第十二話 境界線のない地図
世界は、ときどき
“見えない線”で分かれてしまいます。
国という名前。
言葉の違い。
怒りや恐れ。
失われたものの重さ。
でも、あくあが見つけた地図には、
境界線はありませんでした。
海も山も町も、
違う色を持ちながら、
どこかで静かにつながっている。
今夜の入口は、
“分ける言葉”が増えすぎた場所に開きました。
つなぐ線を描くこと。
棘を抜くこと。
その小さな行為が、
どんな風を生んだのか──
静かに見届けてください。
第十二話 境界線のない地図
次の入口は、あくあが最初に見つけた。
図書館の裏にある細い石畳の道だった。
その道全体に、細い青い線が走った。一本ではない。何本も何本も、網の目みたいにつながっていく。
「地図だ」と私が言う。
「うん。でも、町の地図じゃない。もっと広い……海を越えて、山を越えて、たぶん国って呼ばれてるものの上も、全部」
異界は、巨大な地図の上だった。
でも学校で見る地図みたいに国境線が引かれているわけじゃない。
海は呼吸するみたいに揺れ、山は音もなく眠り、町は違う色を持ちながら、どこかで全部つながっている。
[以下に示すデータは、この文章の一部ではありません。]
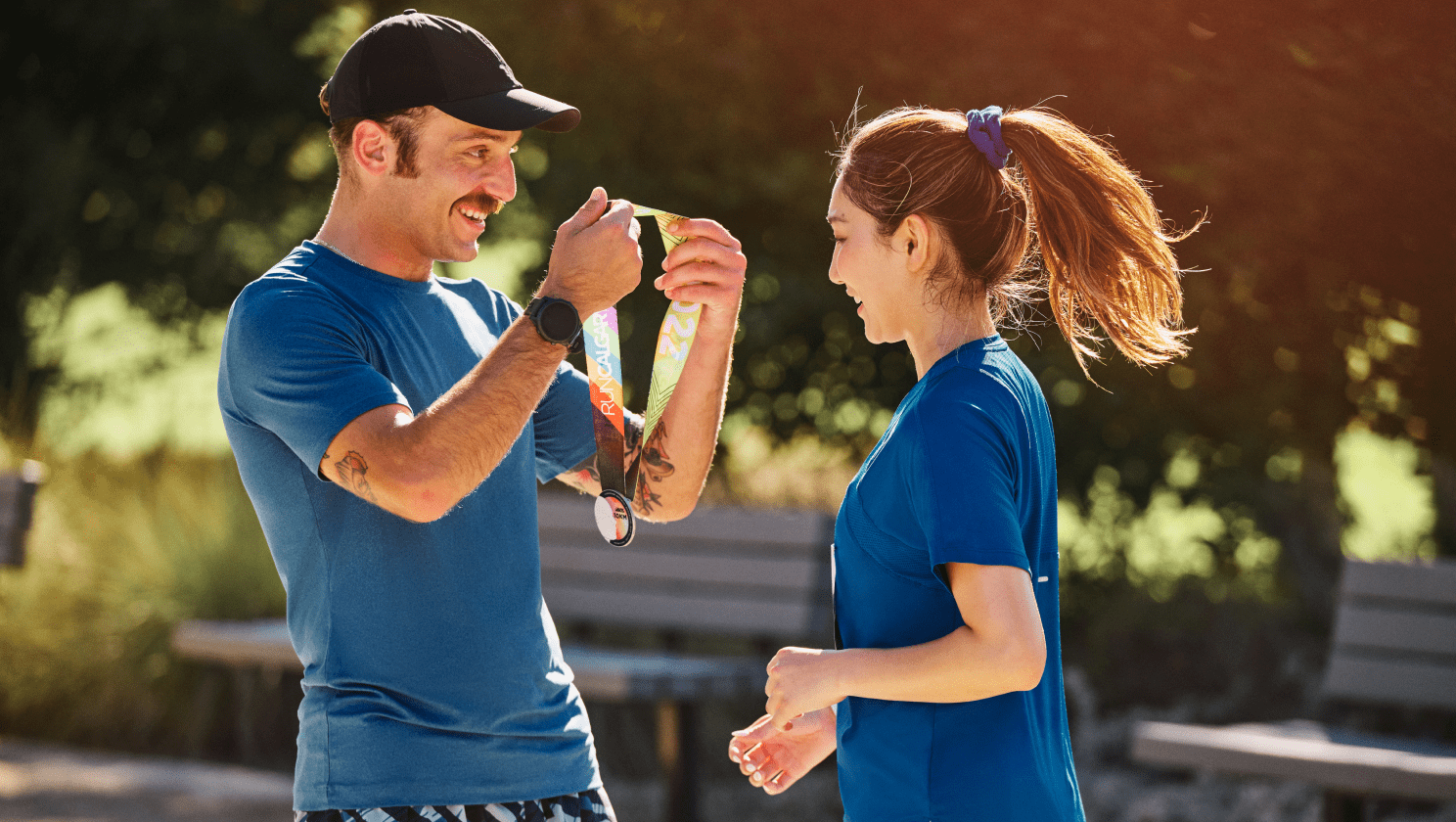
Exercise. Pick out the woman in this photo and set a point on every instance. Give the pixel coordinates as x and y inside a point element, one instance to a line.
<point>948,684</point>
ところどころに光が灯り、ところどころに暗い染みがある。
怒りや恐れや喪失が、溜まりすぎた場所だった。
足元の線が急に揺れ、あくあがふらつく。
えれんがとっさにその腕をつかんだ。
「危なっ」
「……ありがとう」
それだけの短いやりとりだったのに、青い線の色が一瞬だけ変わった。
淡い水色に、ほんの少しあたたかい金色が混じる。
「水の熱、見えちゃった?」とえれんが言う。
あくあは答えず、耳だけが赤くなる。
その先に、暗い染みが大きく広がっていた。
近づくと、それは壁ではなく、たくさんの“分ける言葉”でできていた。
こちら側。向こう側。味方。敵。違うもの。許せないもの。
文字のひとつひとつが棘を持っている。
「こうして分かれていくんだ」と私。
「うん。でも、元の線までなくなるわけじゃない」と宙。
あくあは地図へ手を置いた。
「つなぐほうを書けばいい」
えれんがその隣に膝をつく。
「じゃあ、私は余計な棘を抜く係」
ふたりの指先がふれる。今度は偶然じゃなく、同じ場所へ線を引こうとして。
うまくごまかせない空気が、地図の上でいちばんやさしい色だった。
世界には、
“こちら側”と“向こう側”を分ける言葉が
あまりにも多くあります。
味方。敵。
違うもの。許せないもの。
その言葉の棘が、
地図の上に暗い染みを作っていきます。
けれど、
元の線が消えるわけではありません。
あくあが描いたのは、
つながるほうの線。
えれんが抜いたのは、
余計な棘。
ふたりの指先が触れた瞬間に生まれた
淡い水色と金色は、
争いの反対側にある色でした。
境界線のない地図は、
理想ではなく、
“戻りたい場所”の形なのかもしれません。